코스별 평균 점수 이상인 학생 이름과 코스 이름

select name, title
from student s, course c, takes t
where S.ID = T.ID AND C.course_ID = T.course_id and
score > (select avg(score)
        from takes T1
        where T1.course_id = C.courseID)

여기서는 C가 튜플 변수가 되어 코스별(수업이름별) 평균 점수를 만들고 해당 점수 이상인 학생과 수업의 이름을 출력한다.

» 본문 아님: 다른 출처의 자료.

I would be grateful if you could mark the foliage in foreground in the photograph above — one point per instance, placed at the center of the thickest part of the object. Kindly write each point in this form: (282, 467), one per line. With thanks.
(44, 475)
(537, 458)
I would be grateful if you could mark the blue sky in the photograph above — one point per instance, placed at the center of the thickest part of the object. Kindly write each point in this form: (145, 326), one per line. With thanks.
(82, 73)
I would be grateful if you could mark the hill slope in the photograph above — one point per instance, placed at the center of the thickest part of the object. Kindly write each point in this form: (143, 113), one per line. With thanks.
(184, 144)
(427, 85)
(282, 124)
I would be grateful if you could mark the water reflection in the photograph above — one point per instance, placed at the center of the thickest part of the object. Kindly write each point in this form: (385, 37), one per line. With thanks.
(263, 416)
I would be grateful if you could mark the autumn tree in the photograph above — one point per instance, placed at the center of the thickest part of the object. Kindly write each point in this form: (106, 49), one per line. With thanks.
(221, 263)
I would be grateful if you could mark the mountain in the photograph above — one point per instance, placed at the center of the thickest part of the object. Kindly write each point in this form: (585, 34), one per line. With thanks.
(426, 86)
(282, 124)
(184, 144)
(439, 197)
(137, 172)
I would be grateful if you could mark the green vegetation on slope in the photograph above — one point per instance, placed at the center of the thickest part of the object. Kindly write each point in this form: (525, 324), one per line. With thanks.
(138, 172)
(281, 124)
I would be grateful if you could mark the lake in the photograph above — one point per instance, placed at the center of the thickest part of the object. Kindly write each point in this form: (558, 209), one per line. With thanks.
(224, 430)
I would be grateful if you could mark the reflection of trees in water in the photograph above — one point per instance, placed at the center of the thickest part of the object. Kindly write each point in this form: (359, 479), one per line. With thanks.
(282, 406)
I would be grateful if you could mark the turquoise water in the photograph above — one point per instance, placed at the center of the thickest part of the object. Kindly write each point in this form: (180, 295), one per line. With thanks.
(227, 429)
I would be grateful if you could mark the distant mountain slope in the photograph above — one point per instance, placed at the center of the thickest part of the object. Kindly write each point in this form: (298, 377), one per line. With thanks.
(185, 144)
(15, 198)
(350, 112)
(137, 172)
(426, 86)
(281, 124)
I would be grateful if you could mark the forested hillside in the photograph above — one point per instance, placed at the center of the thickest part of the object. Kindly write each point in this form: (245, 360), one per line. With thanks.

튜플 변수를 이용하는 것 대신 IN을 사용할 수도 있다.

select name, title
from student s, course c, takes t
where S.ID = T.ID AND C.course_ID = T.course_id and
(score) >(select avg(score) 
          from student 
          group by score);

exists

select course_id
from section as S
Where semester = 'Fall' and year = 2009 and
exists (select *
        from section as T
        where semeser = 'Spring' and year = 2010 and S.course_id = T.course_id)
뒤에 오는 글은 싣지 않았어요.